In this chapter we apply a teacher perspective, and we focus in particular on the role mathematics can play in order to format the understanding of climate change. The data was transcribed, coded, and categorised, and in the analysis, the focus is on the teachers’ group-discussions, their facilitation of teaching activities, and on how these activities influenced the students. A formatting power of mathematics are identified at three levels: 1) in teachers’ meta-reflections, 2) when the teachers’ use mathematics to format students’ understanding, and 3) when teachers facilitate students’ awareness of the formatting power of mathematics.
In the teachers’ group discussion, they meta-reflected (1) on e.g. how global temperature is measured, and the different choices involved in such measurements.

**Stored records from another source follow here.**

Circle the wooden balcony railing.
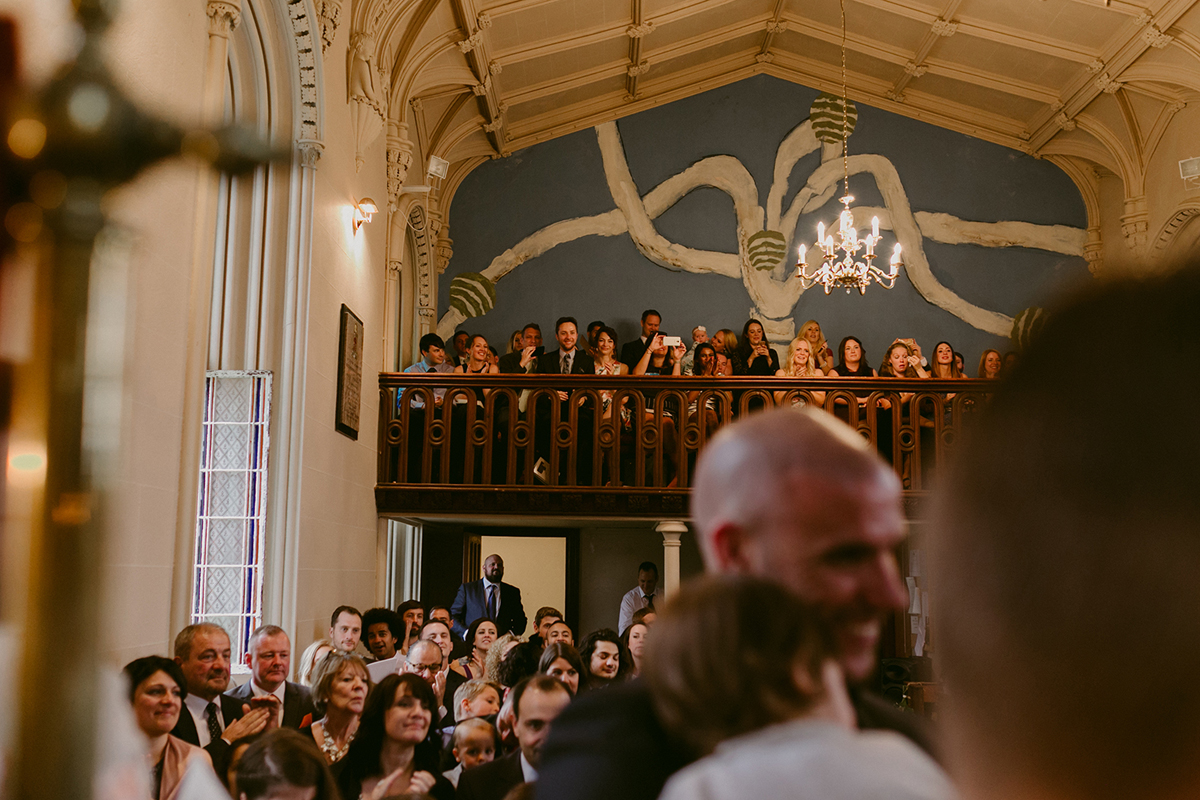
[376,373,995,517]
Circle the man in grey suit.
[228,625,313,730]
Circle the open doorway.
[474,536,566,636]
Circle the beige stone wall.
[288,9,388,650]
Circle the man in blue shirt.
[396,333,454,483]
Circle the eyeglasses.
[408,661,442,672]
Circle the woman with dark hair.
[929,342,962,380]
[595,325,629,419]
[646,576,955,800]
[580,627,632,690]
[124,656,212,800]
[337,673,454,800]
[496,642,541,688]
[538,642,583,697]
[829,336,878,421]
[733,319,779,375]
[688,342,731,435]
[450,616,499,680]
[230,728,340,800]
[977,350,1004,380]
[620,621,650,679]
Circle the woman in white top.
[644,576,955,800]
[775,336,824,408]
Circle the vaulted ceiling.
[345,0,1200,209]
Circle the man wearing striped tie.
[450,553,528,636]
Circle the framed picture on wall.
[334,303,362,440]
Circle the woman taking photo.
[538,642,583,697]
[125,656,212,800]
[775,336,824,408]
[301,650,371,764]
[978,350,1004,380]
[620,622,650,679]
[450,616,498,679]
[580,627,630,691]
[733,319,779,375]
[797,319,833,374]
[337,673,455,800]
[929,342,962,380]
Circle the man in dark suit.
[228,625,313,730]
[538,409,931,800]
[450,553,527,636]
[170,622,275,781]
[620,308,662,372]
[455,674,573,800]
[535,317,596,482]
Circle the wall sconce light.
[354,197,379,233]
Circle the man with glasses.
[408,639,450,728]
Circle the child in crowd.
[443,717,499,788]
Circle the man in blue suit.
[450,553,527,644]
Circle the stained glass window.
[192,371,271,672]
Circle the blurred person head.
[232,728,338,800]
[929,266,1200,800]
[646,576,854,754]
[538,642,583,696]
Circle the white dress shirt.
[184,694,224,747]
[250,678,287,727]
[484,578,500,616]
[617,587,662,633]
[521,753,538,783]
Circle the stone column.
[654,519,688,597]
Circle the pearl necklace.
[320,720,358,764]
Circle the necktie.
[204,703,221,742]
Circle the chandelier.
[796,0,901,294]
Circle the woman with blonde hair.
[301,650,371,764]
[484,633,521,684]
[644,576,955,800]
[296,639,334,688]
[775,336,824,408]
[797,319,833,373]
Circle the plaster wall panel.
[439,76,1089,363]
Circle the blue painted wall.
[439,76,1088,374]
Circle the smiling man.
[538,409,931,800]
[228,625,313,730]
[170,622,275,775]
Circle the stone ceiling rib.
[367,0,1200,193]
[1030,0,1195,152]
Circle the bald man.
[538,409,931,800]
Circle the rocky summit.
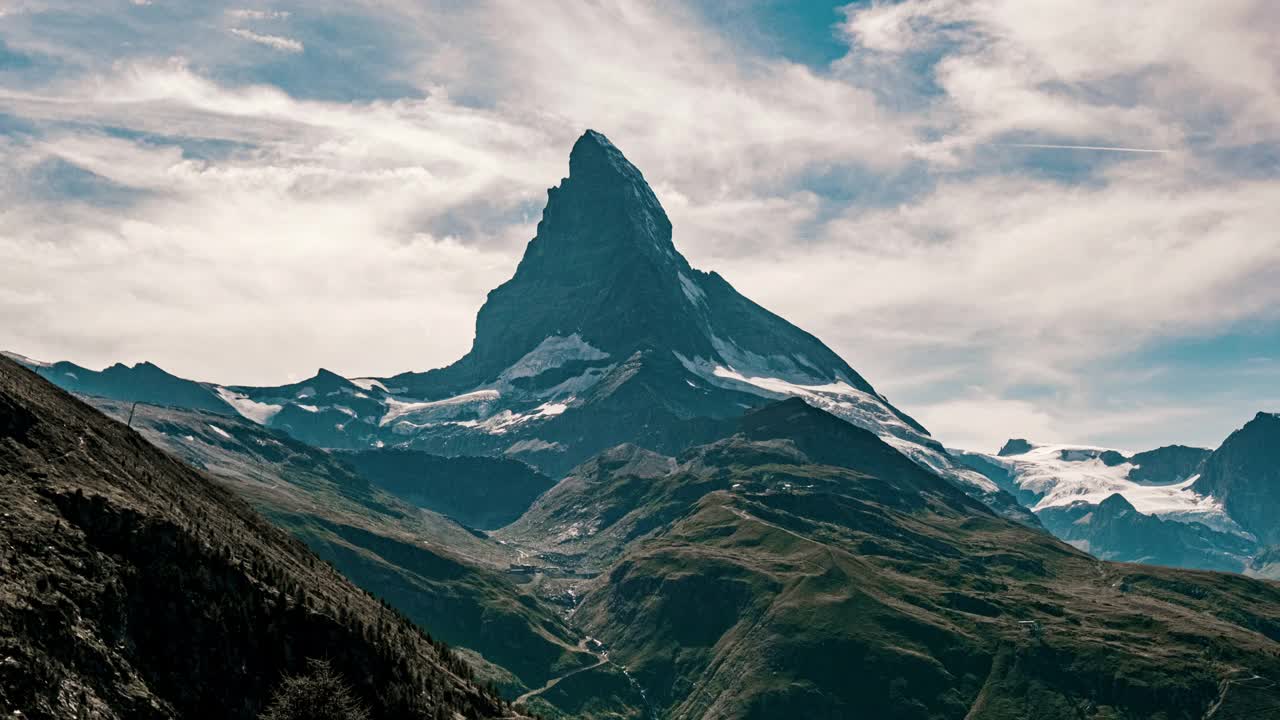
[15,131,1036,524]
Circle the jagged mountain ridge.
[952,413,1280,575]
[0,357,508,720]
[499,400,1280,720]
[2,131,1018,523]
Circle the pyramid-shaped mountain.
[396,131,890,397]
[12,131,1029,519]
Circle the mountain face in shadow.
[0,359,508,720]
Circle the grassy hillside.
[541,404,1280,720]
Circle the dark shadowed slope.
[1192,413,1280,544]
[0,359,519,720]
[342,448,554,530]
[91,398,604,697]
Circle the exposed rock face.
[1129,445,1212,484]
[1192,413,1280,544]
[392,131,874,395]
[498,400,1280,720]
[0,357,506,720]
[998,438,1032,457]
[28,363,236,415]
[1039,493,1254,573]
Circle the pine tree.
[260,660,369,720]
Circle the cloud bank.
[0,0,1280,448]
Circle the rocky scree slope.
[0,359,519,720]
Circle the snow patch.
[0,350,50,366]
[498,333,609,383]
[678,273,707,307]
[351,378,390,392]
[984,443,1244,534]
[214,386,283,425]
[503,438,564,455]
[378,389,499,425]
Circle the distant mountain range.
[0,131,1280,720]
[5,131,1036,524]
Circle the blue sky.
[0,0,1280,450]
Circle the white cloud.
[230,27,303,53]
[227,8,289,20]
[0,0,1280,442]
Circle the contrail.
[997,142,1172,154]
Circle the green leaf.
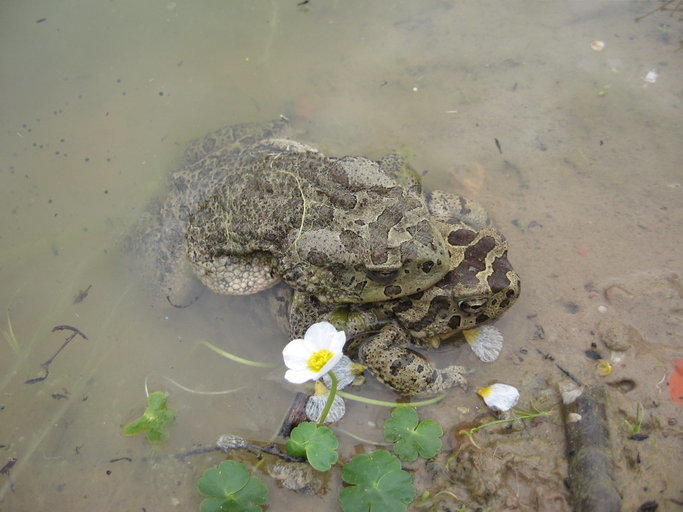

For instance, deciding whether to choose ground or atmospheric measurements could from the teachers’ perspective shape how reality is perceived. Furthermore, when the teachers facilitated the students’ critical mathematics competence, they used (2) mathematics to format students’ understanding of climate change, e.g. when the teachers made a quiz, and used particular numbers and graphs to highlight different topics and perspectives regarding climate change. The teachers also emphasised (3) on their students’ awareness of the formatting power of mathematics. They encouraged the students to reflect on how mathematics can be used to argue for different perspectives regarding e.g. climate change and incentives on electric vehicles by politicians and journalists. The findings suggest that a complex issue such as climate change brings forth an awareness of the formatting powers of mathematics.